Pada saatnya, Garuda juga harus melakukan penyelidikan mendalam atas makanan yang dinikmati almarhum Munir dari Singapura/Changi Adakah makanan itu berasal dari katering di Jakarta, ataukah dari Singapura? Hal ini harus dilakukan, untuk mengetahui dengan tepat siapa saja yang yang menyentuh makanan itu. Benarkah ada orang luar’ yang menyentuhnya, ataukah hal itu dilakukan oleh awak pesawat Garuda sendiri. Kalau hal ini dilakukan, maka pelaksana tindakan meracun itu dapat diketahui, dan tidak ada keraguan lagi tentang penyebab terjadinya tindakan tersebut. Maklumlah, kredibilitas pemerintah memang sedang ada pada titik nol pada saat ini, sehingga kita harus mengambil langkah-langkah seperti itu. Kepastian hukum (legal certainty) hanya akan tercapai dengan cara itu.

Setelah melihat apa yang terjadi atas diri Baharuddin Lopa di Saudi Arabia dan Agus Wirahadikusuma (AWK) di Jakarta, maka masyarakat sudah tidak percaya lagi kepada apa yang disebutkan sebagai ‘penyelidikan aparat pemerintah. Hal itu menambah keraguan kita, setelah mengikuti peristiwa pembunuhan atas diri seorang wartawan di Bantul, Daerah Istimewa Yogyakarta, beberapa tahun lalu yang hingga sekarang tidak pernah jelas hasilnya. Padahal kita belum berbicara tentang ribuan jiwa yang melayang akibat Daerah Operasi Militer (DOM) di Aceh, pembunuhan ‘dukun santet’ di Banyuwangi (yang ternyata mengambil korban lebih dari 100 jiwa kiai/ulama), penembakan di Papua, Ambon/Maluku dan Poso (Sulawesi Tengah). Kita harus ‘berhenti di sini, kalau tidak ingin terjadi lagi ‘ribut’ tentang kasus Lampung (Talang Sari), Tanjung Priok dan pembunuhan terhadap para warga NU (dilaporkan ada sekitar dua ribu lima ratus perkara) dalam ‘kampanye pemilu’ tahun 1977 dan 1982.

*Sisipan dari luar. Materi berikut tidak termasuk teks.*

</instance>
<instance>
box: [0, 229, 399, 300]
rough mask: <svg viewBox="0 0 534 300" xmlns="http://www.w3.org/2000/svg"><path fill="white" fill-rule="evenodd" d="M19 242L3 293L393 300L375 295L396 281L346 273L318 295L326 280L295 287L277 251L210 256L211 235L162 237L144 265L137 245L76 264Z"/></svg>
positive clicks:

Siapakah pembunuh’ Munir itu? Pertanyaan ini sukar dijawab, karena memang orang-orang yang secara potensial dapat dirugikan karier mereka oleh temuan-temuan Munir, memang berjumlah banyak. Orang-orang yang melanggar hukum, mereka yang melakukan pembunuhan demi pembunuhan dengan melanggar HAM, para koruptor dan seterusnya, adalah orang-orang yang dapat saja mersa terancam karier, hukum atau politik mereka oleh Munir. Yang terang penulis menolak anggapan bahwa pembunuhan atas dirinya itu, dilakukan oleh angkatan manapun atau oleh pihak kepolisian. Penulis menolak anggapan bahwa ada institusi yang melakukan hal itu dan itu adalah sebuah kecenderungan untuk mempermudah masalah. Sulit sekali dibayangkan, sebuah institusi/lembaga dapat mengadakan rapat dan menerima usulan untuk melakukan pembunuhan atas diri Munir. Kalau ada individu/ perorangan yang merasa terancam oleh tokoh kita itu, tentu saja dapat dibayangkan adanya rasa dendam atau keinginan untuk menutupi perbuatan’ yang ‘dituduhkan’ Munir. Dari merekalah dapat dibayangkan adanya niatan untuk melakukan hal itu.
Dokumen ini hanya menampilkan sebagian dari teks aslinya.